My brain is expanding so quickly, and my understanding.  I hold just the smallest thread of the story, wrapped around my palm and now when I think about Jerusalem - even when I visit the little hole-in-the-wall with this mighty name - there is so much that floods my mind.  The orthodox men, in their black hats and long coats, passing brightly clothed Muslim women with headscarves; the young Ethiopian men greeting each other by bumping shoulders, a sort of full-body high-five; the illusion that Jerusalem is a city that teems with peaceful diversity, shared by people with deep faith.  I see the young - they are so young - Israeli soldiers clustered on the rooftops, machine guns in their laps, always watching.  I know that while there is deep faith, there is also deep division, though the celebratory atmosphere of Orthodox Easter makes it seem that all is lively and well for the moment.

It has been a year and a half since we took this trip, and I'm still processing so much about it.  For other posts about this trip and a list of books and movies, please visit this page: Stories about Palestine.
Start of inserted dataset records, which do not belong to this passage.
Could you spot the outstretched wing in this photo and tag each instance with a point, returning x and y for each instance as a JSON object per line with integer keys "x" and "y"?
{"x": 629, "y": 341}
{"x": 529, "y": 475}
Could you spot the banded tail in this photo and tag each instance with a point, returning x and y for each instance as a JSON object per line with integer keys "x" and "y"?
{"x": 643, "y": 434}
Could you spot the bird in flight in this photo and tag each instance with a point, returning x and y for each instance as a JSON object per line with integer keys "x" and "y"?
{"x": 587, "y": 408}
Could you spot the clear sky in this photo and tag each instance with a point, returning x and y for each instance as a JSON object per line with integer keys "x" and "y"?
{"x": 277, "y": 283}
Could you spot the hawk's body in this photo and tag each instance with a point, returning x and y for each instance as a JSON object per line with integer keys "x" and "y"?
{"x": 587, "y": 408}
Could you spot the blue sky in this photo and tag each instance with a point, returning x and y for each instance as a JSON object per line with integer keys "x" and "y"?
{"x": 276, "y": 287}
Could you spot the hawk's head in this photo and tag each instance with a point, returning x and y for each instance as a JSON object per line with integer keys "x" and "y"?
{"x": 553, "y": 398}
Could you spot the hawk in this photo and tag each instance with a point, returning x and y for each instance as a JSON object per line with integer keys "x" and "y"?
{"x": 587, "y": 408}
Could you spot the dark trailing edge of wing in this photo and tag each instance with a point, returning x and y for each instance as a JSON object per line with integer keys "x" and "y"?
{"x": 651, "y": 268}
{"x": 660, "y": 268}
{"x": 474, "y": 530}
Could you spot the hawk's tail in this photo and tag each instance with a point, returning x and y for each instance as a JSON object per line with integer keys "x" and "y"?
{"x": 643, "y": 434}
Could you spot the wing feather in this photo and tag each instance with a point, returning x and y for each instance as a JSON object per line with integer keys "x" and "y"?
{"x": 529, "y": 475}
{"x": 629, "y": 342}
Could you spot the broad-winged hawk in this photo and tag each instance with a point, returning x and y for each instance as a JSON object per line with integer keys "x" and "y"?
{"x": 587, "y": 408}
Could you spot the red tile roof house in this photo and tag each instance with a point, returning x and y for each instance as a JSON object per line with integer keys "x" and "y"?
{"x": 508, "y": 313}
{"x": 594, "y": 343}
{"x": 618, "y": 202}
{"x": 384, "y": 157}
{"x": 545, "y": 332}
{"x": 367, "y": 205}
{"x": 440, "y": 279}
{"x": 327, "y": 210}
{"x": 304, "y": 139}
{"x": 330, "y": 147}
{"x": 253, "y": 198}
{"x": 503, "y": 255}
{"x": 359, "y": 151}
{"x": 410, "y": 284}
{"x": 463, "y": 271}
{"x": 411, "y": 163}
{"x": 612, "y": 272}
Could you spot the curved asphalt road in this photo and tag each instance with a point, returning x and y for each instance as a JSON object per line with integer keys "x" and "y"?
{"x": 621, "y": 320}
This post is another in my attempt to paper November with my writing and photos!


Kerry said...

Wonderful, vivid post. I hope the memories never fade, that this trip you & your mom made together will live in your head forever.

merry said...

YES! YES! YES! This is where my whole body has been this past week following the conference last weekend, eating hummous and tabuli and pita and special chicken ala Nazareth. And I just posted to Ali Abuminah of EI about what we experienced in Hebron! Our minds are in sync once again!! And I still love your pictures! They bring the smells and the sounds back so clearly. I've got to make sure Nancy and Bonnie read this!!

Sukayna said...

I am living in southern Lebanon, with our three unschooled daughters. I am so happy you have fond memories of this area, its history and culture. Sadly, many people will never know how beautiful and intricate life here is.....either through lack of caring or simply being unable to make the journey. The region is seriously so much more than hummos, baba ghannouch, unending wars etc. Thank you for pointing that out, in a very gentle way. I hope you can visit our side of the border one day!

slim pickins said...

Thank you for taking the time to leave me a note, Sukayna! I would love to know more about your life there in Lebanon. I hope to get back to the middle east some day; it is so hard to describe to people here how beautiful and rich the diverse cultures there are.